Friday, March 13, 2015

Gong - 1969 - Magick Brother

Magick Brother

01. Mystic Sister / Magick Brother (6:16)
02. Glad To Sad To Say (2:55)
03. Rational Anthemn (4:10)
04. Chainstore Chant / Pretty Miss Tittty (5:19)
05. Fable Of A Fredfish / Hope You Feel Well (3:99)
06. Ego (3:54)
07. Gongsong (3:48)
08. Princess Dreaming (3:52)
09. 5 & 20 Schoolgirls (4:30)
10. Cos You Got Greenhair (5:02)

- Daevid Allen / guitars, vocals
- Didier Malherbe / flute, Soprano saxophone
- Earl Freeman / contrabass on 6, piano on 7
- Dieter Gewissler / contrabass on 1 and 7
- Burton Green / piano on 6
- Rachid Houari / drums
- Dave Phillips / contrabass on 3 and 8
- Gilli Smyth / space whisper
- Tasmin Smyth / voices on 1

After Daevid Allen left Soft Machine he spent a few years continuing his beatnik lifestyle traveling around Europe and getting into mischief before finally recording his first album under the GONG moniker. Despite the band name this is more of an Allen album with equal billing given to Gilly Smyth who makes her debut on this first GONG album as the trippy poet and space whisperer who graced not only the GONG albums of the Allen era but also many of the solo offerings from band's members. MAGICK BROTHER has also been released as MAGICK BROTHER, MYSTIC SISTER and was released early in 1970. The album is really an accumulation of musical ideas that had been with Allen since leaving Soft Machine and since those years took place in the tumultuous late 60s it is no surprise that this album has its sound firmly rooted in 60s psychedelia and the lyrics in that same idealist Utopian vision of the hippie movement.

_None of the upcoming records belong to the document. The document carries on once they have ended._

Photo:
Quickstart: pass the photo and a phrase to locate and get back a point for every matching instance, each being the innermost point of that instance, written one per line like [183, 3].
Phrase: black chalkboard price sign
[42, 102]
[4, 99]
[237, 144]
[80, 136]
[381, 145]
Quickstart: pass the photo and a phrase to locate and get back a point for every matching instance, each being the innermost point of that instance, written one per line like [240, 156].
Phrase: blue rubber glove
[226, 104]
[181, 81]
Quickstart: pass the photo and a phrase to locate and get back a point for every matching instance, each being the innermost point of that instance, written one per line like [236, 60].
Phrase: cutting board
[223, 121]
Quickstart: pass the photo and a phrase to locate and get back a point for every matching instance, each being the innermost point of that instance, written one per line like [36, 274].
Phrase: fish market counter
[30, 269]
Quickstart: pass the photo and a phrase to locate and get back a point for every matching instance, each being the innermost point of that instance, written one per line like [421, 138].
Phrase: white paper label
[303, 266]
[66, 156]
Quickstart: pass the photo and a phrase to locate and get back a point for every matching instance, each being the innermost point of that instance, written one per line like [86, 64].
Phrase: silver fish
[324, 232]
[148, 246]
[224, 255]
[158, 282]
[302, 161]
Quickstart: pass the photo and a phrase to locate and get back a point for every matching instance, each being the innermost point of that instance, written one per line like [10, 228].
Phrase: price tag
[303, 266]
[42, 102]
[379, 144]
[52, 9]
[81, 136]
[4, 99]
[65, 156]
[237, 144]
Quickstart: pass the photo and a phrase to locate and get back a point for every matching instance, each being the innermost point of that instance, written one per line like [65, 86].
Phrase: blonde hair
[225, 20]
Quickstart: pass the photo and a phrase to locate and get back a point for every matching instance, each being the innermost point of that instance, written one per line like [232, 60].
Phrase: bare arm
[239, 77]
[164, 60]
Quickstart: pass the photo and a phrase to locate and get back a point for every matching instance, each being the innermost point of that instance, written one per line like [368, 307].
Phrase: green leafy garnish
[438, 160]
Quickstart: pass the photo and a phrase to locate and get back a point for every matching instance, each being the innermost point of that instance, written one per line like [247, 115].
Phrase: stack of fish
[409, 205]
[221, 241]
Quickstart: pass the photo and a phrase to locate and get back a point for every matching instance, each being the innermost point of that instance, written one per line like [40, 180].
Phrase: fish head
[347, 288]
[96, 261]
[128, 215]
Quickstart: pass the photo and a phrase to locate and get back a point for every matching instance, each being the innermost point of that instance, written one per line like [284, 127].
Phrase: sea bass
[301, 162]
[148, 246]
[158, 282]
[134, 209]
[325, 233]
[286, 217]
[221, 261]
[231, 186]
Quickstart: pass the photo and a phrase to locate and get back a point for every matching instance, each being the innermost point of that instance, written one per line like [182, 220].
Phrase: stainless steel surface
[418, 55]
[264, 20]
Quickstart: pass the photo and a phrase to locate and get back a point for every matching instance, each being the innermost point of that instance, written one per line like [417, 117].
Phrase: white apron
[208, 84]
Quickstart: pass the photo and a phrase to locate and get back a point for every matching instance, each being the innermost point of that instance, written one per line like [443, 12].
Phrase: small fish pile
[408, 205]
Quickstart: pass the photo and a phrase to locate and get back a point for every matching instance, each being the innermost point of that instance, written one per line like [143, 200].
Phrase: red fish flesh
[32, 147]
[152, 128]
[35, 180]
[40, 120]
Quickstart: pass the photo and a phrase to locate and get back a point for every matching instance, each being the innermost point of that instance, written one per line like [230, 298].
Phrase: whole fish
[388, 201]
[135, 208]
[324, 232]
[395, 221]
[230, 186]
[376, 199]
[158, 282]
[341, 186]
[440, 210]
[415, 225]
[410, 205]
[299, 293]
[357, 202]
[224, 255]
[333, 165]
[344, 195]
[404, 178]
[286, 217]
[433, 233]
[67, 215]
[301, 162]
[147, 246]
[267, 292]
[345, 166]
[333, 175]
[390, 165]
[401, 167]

This is in fact an interesting crossroads for Allen's career where he finally got to put to tape all of those latent ideas that didn't make it into Soft Machine that fully embraced the most psychedelic aspects that rock had to offer at that time and the more progressive ideas that were finding their way into the world. This album came out after all those groundbreaking releases of 1969 and the musical landscape was changing quickly but Allen was finding away to keep those space rock sounds going and evolving them into the next phase. On MAGICK BROTHER you can hear hippie peace protest songs "Rational Anthem" next to fully fueled freakouts that sound more like something on a Krautrock album and would make contemporary trippers like Pink Floyd proud. My guess is that many mind-altering substances were consumed in the making of this one. You think?!!

The album is divided into two sides. The first is "Early Morning" and the second is "Late Night" but to be honest I can't really tell any difference between the two as they both contain hippie folk type songs and freaked out bizarreness. This is one that I wasn't impressed with upon first listen coming to it after all the better releases that followed but it has grown on me and is in fact an interesting little album in its own right. I would not recommend skipping this one since it has a charm all its own and provides a glimpse of GONG's origins. The only problem I have is some of the folkier songs are a little lackluster and could have used a little more fine tuning but overall it doesn't diminish my listening experience.
 An absolutely strange UFO with very weird music well worthy of GonG but it is right now just Gong. Because if the zanyness is already present and makes for this album much of an interest , but it is not part of the Radio Gnome trilogy or linked to it. Only Malherbe , Allen and Smyth are on this album that will be present on the classic GonG.

But the main interest of the album is that I cannot think of one album that is more representative of hippydom, in fact it could epitomize it. As Daevid got thrown out of England (so called visa problems but as an Aussie and in the Commonwealth.....) , he went back to France and joined a hippy commune in Normandy and one can guess that he got those guys into this project . This album although structured reeks anarchy , but not in the same way that of Amon Djuul's first group. If this had been recorded in Germany , this would've had a chance to be classified as Polit-Rock alongside such as other left-wing activists as Kluster etc... Not that Daevid would be called left-wing but just an activist alone would fit him fine. Anyway , this album is very rough and raw to the bone (especially compared to Angel's Egg and You) but is much worth a spin but beware of your sanity. Doctor's prescription would say no more than one toke/poke a week to avoid addiction.